H is for Haiku: Happy National Poetry Month!

Happy Book Birthday tomorrow to Amy Losak and, posthumously, Sydell Rosenberg, Amy's mother. Amy has worked long and tirelessly to honor her mother's desire to publish a children's book of haiku--and now it's here! Penny Candy Books proudly releases H is for Haiku: a Treasury of Haiku from A to Z by Sydell Rosenberg, illustrated by Sawsan Chalabi on April 10!

I featured Amy last April here, and she offered an update below. 

Why haiku, Amy?

I started on this unusual journey several years ago, thanks to my mom, Sydell Rosenberg, a teacher and charter member of the Haiku Society of America and served as secretary in 1975. HSA was founded in New York in 1968. This year, it celebrates its 50th anniversary. I’m a member now, as well.

Mom wrote haiku and senryu for a long time – I think about 30 years. Mom also studied the art and craft of these forms. She published her first haiku in 1967, I believe, in a journal titled, American Haiku. Over the years, her work (not just poetry, but also short stories, word and literary puzzles, and more) was published in a variety of media, including journals and anthologies. Her senryu even was featured in a novel public art project called Haiku On 42nd Street in 1994. Short poems were displayed on the marquees of old movie houses in the heart of New York City.

Tell us how H is for Haiku came to be.

Despite her accomplishments as a writer, Syd very much wanted to publish a kids’ book: a haiku A-B-C reader. She started submitting at least one manuscript to publishers in the 1980s – perhaps even in the 1970s. Years after she passed away in 1996, I picked up where she left off.

Along the way, I did other things to bring her “city haiku” (as she called her work in the classic 1974 text, The Haiku Anthology) to the public, especially kids. Among several projects, I have partnered for several years with a New York nonprofit arts education organization, Arts For All. Mom's haiku have been used in a Bronx and Queens public school to teach the basics of painting, drawing and collage; music; and theater. I view mom’s haiku as miniature stories, in a way, with characters and plots – and many have a lively, appealing visual quality. They pair well with other art forms.

But the ultimate goal has been the book. 

          "This is a dream come true,
          at last – not only for my mom,
          but her family."

                             Syd Rosenberg and her daughter, Amy (photo submitted by Amy)

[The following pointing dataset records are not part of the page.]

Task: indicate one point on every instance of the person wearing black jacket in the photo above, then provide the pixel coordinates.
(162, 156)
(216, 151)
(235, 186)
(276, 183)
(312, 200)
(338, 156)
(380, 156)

Wonderful haiku poetry is being written today around the world. It truly is a global, diverse – and very generous -- community.

If you want to learn more about haiku, there is a wealth of online and social media resources available. So I hope you will haiku, too. Enjoy!

Congratulations, Amy, on the release of H is for Haiku! Readers, I'm featuring some of Amy's and Syd's haiku on April 17, International Haiku Poetry Day. You'll want to stop by and enjoy! 


  1. Congrats, Amy! So exciting to see this very special project come to fruition. You rock!

  2. So happy for this project to reach more people. What a wonderful way to celebrate two talent - Mother and daughter. Congrats, Amy.

  3. Thank you Jane, for sharing Amy's story about her journey to carry on her mother's wish to have her poetry reach children. Thank you Amy, for inspiring us to push forward. I look forward to the release of H is for Haiku!

  4. Michele, I owe you, Jane and many people my deep gratitude and thanks. What a wonderful, loving community!